Arvind Krishna on May 21, 2026 announced that IBM and the U.S. Department of Commerce had signed a Letter of Intent to establish Anderon, which the companies described as America’s first pure‑play quantum chip foundry.
The deal backs Anderon with a proposed $1 billion in CHIPS incentives from the Commerce Department and $1 billion in cash from IBM, and places the new company in Albany, New York as a standalone 300mm quantum wafer fabrication facility focused initially on superconducting qubit and supporting electronics wafers.
The size of the wider package underlined why the announcement mattered: the Commerce Department said the quantum program totals $2 billion spread across nine companies. GlobalFoundries is set to receive $375 million; D‑Wave Quantum, Rigetti Computing, Infleqtion, Atom Computing, PsiQuantum, and Quantinuum are each set to receive $100 million; and Diraq is set to receive $38 million.
Krishna underlined IBM’s role in the push. "IBM has pioneered quantum computing for decades," he said, and added that, "Our work in silicon wafer fabrication has been a key to IBM’s success and will be critical to enable a broader quantum technology landscape that will reshape global innovation and economic competitiveness." He told reporters the new business could generate billions of dollars a year in sales with high profit margins by the mid‑2030s.
Commerce Secretary Howard Lutnick framed the move as industrial policy. "strategic quantum technology investments will build on our domestic industry, creating thousands of high‑paying American jobs while advancing American quantum capabilities," he said, pointing to the job and manufacturing angles of a domestic foundry network.
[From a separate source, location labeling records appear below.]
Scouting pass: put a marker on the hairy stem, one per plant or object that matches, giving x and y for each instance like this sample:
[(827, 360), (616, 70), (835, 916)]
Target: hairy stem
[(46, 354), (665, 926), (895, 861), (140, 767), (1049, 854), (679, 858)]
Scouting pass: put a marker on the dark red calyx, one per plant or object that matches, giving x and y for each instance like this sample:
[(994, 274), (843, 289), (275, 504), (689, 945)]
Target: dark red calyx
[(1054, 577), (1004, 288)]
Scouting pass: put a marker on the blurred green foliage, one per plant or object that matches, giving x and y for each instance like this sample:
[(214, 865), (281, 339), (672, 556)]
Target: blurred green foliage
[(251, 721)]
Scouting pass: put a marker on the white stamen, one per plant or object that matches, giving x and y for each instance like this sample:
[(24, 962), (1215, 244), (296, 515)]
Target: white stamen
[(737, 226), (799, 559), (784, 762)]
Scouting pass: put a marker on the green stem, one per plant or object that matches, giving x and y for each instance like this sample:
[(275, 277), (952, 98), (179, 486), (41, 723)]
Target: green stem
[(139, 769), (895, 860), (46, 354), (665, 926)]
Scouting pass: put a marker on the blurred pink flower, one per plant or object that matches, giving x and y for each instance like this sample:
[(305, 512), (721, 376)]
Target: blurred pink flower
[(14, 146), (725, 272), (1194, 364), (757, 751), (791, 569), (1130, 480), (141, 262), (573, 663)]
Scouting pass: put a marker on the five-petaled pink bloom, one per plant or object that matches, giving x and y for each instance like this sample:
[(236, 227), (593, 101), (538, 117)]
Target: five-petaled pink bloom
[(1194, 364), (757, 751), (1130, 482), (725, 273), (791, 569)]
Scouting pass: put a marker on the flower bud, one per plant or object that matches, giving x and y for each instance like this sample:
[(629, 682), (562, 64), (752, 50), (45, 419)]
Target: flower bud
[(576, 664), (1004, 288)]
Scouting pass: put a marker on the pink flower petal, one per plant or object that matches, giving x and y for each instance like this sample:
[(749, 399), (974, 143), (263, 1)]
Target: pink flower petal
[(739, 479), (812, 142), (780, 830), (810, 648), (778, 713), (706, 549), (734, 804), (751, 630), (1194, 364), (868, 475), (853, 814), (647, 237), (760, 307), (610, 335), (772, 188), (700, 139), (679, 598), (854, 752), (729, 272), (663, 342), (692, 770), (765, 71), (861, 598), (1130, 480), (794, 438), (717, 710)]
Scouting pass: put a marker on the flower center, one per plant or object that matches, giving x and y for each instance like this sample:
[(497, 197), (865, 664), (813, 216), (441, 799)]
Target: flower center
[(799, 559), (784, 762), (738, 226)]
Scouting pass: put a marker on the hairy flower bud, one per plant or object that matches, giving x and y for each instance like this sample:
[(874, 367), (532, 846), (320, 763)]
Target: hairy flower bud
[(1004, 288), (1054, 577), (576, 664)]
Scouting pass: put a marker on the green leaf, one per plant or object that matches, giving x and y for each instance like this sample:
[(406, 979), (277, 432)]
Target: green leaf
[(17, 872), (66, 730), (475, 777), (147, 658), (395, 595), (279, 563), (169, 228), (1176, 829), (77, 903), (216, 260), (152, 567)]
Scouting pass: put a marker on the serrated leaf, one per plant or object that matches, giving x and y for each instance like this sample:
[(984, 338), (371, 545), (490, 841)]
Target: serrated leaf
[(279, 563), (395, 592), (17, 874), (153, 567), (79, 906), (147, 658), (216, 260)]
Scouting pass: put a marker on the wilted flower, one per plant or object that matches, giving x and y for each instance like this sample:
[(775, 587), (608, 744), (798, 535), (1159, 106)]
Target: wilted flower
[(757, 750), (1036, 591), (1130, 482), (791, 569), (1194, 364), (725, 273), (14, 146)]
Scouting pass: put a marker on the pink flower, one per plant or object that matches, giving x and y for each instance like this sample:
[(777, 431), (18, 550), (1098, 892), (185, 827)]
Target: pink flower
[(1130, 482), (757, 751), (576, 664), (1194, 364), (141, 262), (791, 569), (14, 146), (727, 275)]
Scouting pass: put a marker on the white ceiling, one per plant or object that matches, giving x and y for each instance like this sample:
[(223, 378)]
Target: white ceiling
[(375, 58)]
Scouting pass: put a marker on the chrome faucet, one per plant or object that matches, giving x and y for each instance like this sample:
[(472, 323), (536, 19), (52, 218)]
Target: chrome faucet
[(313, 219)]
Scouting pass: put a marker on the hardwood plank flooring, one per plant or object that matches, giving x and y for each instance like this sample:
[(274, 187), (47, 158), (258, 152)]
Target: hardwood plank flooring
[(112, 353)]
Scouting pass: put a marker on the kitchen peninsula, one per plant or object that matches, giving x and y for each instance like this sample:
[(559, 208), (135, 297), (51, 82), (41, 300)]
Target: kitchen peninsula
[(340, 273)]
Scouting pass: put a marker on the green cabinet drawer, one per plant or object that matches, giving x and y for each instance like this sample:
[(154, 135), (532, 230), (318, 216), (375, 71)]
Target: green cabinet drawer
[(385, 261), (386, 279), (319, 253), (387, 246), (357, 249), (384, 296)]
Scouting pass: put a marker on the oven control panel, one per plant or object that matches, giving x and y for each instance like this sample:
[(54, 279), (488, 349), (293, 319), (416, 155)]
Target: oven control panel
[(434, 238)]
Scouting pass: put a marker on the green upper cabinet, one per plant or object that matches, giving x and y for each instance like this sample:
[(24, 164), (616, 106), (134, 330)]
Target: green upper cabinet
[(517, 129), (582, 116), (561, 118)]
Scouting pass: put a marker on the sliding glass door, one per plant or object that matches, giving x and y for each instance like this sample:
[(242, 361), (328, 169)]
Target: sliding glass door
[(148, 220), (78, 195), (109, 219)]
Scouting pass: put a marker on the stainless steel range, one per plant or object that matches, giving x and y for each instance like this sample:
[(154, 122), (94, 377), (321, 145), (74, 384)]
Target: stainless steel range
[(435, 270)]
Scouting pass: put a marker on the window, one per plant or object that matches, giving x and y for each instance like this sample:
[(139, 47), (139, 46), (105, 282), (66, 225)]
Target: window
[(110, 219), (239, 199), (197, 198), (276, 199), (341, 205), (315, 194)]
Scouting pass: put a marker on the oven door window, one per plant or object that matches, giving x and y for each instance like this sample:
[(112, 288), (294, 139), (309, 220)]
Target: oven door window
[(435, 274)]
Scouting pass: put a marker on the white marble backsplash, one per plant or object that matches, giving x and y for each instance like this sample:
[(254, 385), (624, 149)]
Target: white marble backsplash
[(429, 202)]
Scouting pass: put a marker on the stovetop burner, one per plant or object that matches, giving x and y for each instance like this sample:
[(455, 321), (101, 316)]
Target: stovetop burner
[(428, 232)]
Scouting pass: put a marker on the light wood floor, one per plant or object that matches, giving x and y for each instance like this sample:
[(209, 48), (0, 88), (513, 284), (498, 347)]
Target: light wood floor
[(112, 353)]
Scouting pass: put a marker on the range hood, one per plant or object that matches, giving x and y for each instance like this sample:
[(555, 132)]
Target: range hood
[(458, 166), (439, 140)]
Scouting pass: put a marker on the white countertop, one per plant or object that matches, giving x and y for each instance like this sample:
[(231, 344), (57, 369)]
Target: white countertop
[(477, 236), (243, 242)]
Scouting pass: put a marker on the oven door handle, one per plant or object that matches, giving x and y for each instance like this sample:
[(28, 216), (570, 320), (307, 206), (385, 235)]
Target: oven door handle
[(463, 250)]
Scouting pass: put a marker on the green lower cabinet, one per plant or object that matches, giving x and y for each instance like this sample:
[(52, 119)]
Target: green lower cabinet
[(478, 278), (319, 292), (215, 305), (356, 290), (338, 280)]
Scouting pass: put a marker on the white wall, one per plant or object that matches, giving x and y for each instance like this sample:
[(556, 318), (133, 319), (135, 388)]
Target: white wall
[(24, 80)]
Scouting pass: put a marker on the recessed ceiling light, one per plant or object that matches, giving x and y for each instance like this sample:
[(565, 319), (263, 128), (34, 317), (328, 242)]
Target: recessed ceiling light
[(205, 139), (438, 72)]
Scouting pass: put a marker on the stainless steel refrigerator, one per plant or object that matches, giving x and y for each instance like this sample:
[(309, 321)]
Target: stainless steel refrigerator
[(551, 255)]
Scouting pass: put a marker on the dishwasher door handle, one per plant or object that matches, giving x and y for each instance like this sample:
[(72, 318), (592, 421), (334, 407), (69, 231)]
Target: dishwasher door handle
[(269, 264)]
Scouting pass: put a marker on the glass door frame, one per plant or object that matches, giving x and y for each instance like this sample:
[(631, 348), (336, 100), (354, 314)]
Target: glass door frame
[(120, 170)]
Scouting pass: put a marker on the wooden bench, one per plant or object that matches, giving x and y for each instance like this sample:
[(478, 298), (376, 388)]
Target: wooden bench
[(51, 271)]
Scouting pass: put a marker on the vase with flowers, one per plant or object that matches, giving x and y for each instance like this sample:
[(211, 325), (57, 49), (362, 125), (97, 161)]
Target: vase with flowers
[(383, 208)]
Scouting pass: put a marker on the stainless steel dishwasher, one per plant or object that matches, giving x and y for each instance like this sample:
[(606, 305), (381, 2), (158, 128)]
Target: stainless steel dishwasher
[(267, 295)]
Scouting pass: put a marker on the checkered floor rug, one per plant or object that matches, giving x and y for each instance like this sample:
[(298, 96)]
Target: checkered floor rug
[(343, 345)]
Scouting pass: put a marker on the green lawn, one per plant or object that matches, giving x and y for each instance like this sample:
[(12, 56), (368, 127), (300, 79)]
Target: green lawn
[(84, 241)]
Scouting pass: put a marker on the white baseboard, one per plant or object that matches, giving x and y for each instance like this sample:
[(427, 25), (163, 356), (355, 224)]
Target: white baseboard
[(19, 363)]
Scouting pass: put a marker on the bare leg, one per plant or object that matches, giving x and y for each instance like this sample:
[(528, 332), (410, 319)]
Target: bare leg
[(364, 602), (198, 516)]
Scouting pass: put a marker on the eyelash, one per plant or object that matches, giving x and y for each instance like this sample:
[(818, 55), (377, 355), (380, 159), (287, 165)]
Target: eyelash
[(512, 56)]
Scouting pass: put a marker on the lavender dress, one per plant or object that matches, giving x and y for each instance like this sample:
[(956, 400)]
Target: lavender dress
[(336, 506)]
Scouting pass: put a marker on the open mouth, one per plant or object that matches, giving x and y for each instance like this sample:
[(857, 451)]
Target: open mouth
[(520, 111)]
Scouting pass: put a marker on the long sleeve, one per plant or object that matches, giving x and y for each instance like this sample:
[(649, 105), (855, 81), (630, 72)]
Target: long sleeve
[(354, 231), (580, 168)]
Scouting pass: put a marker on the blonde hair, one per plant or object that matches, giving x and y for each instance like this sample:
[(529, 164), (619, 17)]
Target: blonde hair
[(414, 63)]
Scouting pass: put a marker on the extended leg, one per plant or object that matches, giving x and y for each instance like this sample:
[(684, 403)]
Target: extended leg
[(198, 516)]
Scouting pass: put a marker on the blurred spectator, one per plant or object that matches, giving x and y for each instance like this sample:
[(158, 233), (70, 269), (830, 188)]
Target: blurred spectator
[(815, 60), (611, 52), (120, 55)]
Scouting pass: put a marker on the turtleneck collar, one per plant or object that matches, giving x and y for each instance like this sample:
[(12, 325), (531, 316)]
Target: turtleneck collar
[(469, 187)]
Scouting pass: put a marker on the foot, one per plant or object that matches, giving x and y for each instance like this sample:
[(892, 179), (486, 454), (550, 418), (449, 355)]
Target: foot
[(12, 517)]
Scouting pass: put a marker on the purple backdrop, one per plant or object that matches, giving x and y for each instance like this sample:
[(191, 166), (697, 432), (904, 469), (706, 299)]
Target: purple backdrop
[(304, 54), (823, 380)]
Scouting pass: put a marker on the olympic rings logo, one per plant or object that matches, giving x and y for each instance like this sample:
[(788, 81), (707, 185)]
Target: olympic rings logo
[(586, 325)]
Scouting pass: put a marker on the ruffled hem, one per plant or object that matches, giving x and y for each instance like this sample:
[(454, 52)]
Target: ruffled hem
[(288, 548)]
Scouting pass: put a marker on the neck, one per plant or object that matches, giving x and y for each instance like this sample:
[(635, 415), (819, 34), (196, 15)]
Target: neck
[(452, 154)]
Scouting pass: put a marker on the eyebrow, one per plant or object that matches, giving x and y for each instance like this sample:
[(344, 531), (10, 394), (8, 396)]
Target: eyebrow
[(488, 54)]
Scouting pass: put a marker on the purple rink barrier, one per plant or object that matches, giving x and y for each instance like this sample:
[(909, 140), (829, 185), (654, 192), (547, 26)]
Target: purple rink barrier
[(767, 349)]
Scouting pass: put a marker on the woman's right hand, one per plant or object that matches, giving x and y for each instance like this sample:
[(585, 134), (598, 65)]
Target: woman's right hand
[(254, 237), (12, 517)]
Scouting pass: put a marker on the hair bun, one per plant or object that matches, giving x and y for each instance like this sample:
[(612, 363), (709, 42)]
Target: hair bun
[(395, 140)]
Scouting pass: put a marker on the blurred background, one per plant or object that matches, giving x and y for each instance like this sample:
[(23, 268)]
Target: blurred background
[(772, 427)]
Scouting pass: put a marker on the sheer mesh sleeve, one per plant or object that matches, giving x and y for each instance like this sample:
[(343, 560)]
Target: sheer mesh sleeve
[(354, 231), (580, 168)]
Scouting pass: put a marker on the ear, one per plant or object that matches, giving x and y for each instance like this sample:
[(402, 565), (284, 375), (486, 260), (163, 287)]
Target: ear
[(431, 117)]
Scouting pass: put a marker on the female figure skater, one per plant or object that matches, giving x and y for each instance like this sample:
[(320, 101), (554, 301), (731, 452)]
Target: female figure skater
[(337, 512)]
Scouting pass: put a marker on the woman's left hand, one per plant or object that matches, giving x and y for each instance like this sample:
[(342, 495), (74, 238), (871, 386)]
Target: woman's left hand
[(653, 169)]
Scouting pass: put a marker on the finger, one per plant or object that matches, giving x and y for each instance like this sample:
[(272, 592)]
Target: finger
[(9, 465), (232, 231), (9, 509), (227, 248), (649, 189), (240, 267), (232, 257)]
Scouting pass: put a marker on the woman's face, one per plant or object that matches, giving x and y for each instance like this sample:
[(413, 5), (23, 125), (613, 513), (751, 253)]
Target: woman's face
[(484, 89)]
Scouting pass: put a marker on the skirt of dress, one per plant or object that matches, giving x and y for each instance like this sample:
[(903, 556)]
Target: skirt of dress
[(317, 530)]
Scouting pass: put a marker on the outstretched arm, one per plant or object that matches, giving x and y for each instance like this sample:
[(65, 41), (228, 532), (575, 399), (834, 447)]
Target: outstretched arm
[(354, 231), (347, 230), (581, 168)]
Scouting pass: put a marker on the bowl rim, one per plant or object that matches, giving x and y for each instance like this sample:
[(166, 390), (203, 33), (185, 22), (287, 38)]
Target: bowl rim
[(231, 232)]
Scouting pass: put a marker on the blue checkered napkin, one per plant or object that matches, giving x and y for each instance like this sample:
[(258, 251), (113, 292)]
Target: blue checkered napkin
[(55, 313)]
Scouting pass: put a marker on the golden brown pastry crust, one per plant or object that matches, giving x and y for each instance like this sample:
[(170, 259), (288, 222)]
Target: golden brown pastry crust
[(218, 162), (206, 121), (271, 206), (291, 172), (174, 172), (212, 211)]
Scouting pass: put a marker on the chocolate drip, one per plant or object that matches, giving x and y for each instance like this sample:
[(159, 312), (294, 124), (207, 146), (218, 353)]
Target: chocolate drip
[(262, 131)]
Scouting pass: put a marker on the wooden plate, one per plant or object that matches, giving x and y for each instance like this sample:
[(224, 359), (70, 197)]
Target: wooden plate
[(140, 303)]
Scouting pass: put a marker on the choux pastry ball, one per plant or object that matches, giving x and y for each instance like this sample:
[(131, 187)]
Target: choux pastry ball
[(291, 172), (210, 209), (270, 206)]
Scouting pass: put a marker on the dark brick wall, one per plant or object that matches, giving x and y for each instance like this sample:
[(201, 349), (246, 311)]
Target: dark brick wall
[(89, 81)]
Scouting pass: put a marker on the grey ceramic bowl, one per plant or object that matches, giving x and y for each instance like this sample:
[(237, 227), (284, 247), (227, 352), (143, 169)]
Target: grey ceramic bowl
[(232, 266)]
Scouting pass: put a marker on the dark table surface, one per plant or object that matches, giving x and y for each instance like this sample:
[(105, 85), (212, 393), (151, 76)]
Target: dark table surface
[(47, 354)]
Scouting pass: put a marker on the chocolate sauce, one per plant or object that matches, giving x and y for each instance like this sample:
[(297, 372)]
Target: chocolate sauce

Context: Anderon is being pitched as a 300mm superconducting quantum foundry built around IBM’s manufacturing capabilities. The Commerce Department’s package covers companies working across trapped ion, photonic, neutral atom and superconducting approaches, and the government will take minority equity stakes in each of the nine companies — a deal structure the department has applied before to Intel, Vulcan Elements and MP Materials.
The announcement resolves one immediate question — where a large, U.S.‑based quantum foundry might land — but raises others that will matter to markets and to companies building hardware. The facility will initially support superconducting qubits and related electronics, and officials said Anderon plans to expand into other quantum modalities. That staged approach opens a timing gap between public investment and the broader commercial availability of wafers for non‑superconducting technologies.
There is a friction point between public ownership and private capital. By taking minority equity stakes, the government binds its own return and policy goals to the success of these startups. That reduces some risk for private developers but alters corporate governance and exit dynamics. The Commerce Department has used this model in recent industrial initiatives; whether it speeds adoption or complicates follow‑on financing will be a central test for the program.
Investors will watch the mechanics closely. Public and private financiers will want to know how the Commerce incentives will flow, what access non‑IBM firms will have to a 300mm foundry built around IBM processes, and whether the government stakes limit or accelerate outside investment. Traders tracking qbts stock and other publicly traded quantum plays will read those details as signals about the state's appetite for long‑term ownership and the likely pace of commercialization.
This is, plainly, a government‑backed bet that domestic fabrication matters. If Anderon can scale a 300mm process beyond superconducting devices and if companies can translate prototype devices into high‑margin products, Krishna’s mid‑2030s revenue forecast becomes plausible. If the foundry remains narrowly focused or political constraints limit partners’ access, the broader quantum ecosystem could face a slower, more fragmented rollout. The single actionable question left by May 21 is whether the structure that pairs CHIPS money with minority equity will accelerate a working supply chain or simply redistribute early commercial control — and the answer will shape who benefits from the next decade of quantum hardware development.